Walter Lord had Constance refusing to get into boat 8 and eventually boarding boat 4. I don't know what he had to go on, but one thing worth noting is that 4 was the boat that Constance's chaperones - the Carters - were aboard. Perhaps she had managed to find them after all?

It might be worth it to see what boat contained an unaccompanied teenaged English girl.
 

Mike Poirier

Member
Dec 31, 2004
1,472
0
106
I always wondered if Isham had perhaps changed her cabin. Helen Bishop did refer to the woman across the hall who refused to get out of bed and went down with the ship.
 
Last edited by a moderator:
A

Archie

Guest
It is believed that Miss Ann Isham boarded the the boat with her Dog,

And as the ship was sinking she refused to leave him.
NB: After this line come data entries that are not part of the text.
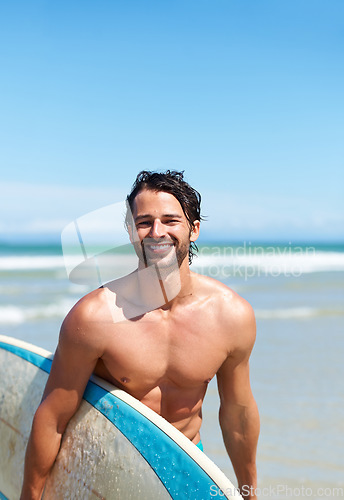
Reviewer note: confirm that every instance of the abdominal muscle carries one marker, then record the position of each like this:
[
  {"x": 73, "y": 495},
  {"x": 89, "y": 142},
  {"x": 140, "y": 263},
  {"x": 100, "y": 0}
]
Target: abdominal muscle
[{"x": 181, "y": 406}]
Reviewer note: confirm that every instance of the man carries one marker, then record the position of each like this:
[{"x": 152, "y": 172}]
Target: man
[{"x": 160, "y": 333}]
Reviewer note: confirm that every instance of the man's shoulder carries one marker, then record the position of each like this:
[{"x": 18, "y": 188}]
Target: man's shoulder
[
  {"x": 91, "y": 306},
  {"x": 85, "y": 321},
  {"x": 234, "y": 313},
  {"x": 222, "y": 294}
]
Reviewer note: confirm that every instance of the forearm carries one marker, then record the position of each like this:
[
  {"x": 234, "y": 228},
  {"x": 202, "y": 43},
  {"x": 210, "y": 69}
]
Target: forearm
[
  {"x": 41, "y": 452},
  {"x": 240, "y": 430}
]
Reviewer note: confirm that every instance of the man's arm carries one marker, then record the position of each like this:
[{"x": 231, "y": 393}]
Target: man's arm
[
  {"x": 239, "y": 418},
  {"x": 73, "y": 363}
]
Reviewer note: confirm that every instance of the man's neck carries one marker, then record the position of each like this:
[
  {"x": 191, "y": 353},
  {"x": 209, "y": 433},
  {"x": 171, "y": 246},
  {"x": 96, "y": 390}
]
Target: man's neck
[{"x": 162, "y": 287}]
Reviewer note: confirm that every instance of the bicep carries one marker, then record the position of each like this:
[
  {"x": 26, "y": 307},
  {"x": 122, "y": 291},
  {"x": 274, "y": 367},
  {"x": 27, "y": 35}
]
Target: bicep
[
  {"x": 72, "y": 366},
  {"x": 233, "y": 377}
]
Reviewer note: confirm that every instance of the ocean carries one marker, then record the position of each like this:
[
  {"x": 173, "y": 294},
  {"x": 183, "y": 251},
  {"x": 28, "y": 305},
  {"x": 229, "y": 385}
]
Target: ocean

And this resulted in her death. And that she was the woman who had been clinging to a dog in the water, both dying of course
 

Arun Vajpey

Member
Apr 21, 2009
982
188
113
64
Sorry to resurrect an old thread but I came late into the odd case of Ann "Lizzie" Isham and developed an interest. From what I have read is several posts thus far, it seems likely that she was the sole occupant of First Class Cabin C-49 and so virtually Gracie's neighbour. If a nosy Parker like Gracie did not bump into her during the voyage, she must have been a very private person, almost pathologically so. But unless she took all her meals in her room and never ventured outside (a highly unlikely scenario), someone would have seen her and spoken to her - perhaps her table companions? Furthermore, if she was that off-beat, her room stewards or other staff (who cleaned-up, made beds etc) would have noticed and remembered and since both Cullen and Faulkner survived the sinking, surely they would have mentioned her. Also, if she was so 'room bound' the bedroom steward would have double-checked before locking the door - if indeed that was done.

She lived in Paris for 9 years preceding to the disaster and was reported quite active in the Paris society. Why would such a woman isolate herself on board a large and vibrant ship such as the Titanic?

She might have been the solo First Class woman who refused to dress and wear a life-vest and preferred to go back to sleep. But I doubt that she - or anyone else - would have remained that way when it became obvious that the Titanic was going to founder. IMO, a more likely scenario is that for her own reasons (maybe because she found him boring) Ms Isham tactfully avoided Gracie and spent time with the Ryersons during meal times etc. On the night of April 14th-15th, she most likely realised rather late that the ship was sinking and so dressed, put on her life-vest and went out. If most of the boats had left by then, she would have been stranded on the ship; maybe she was one of the 5 women that steward Brown saw in the vicinity of Collapsible A during the final death throes of the Titanic.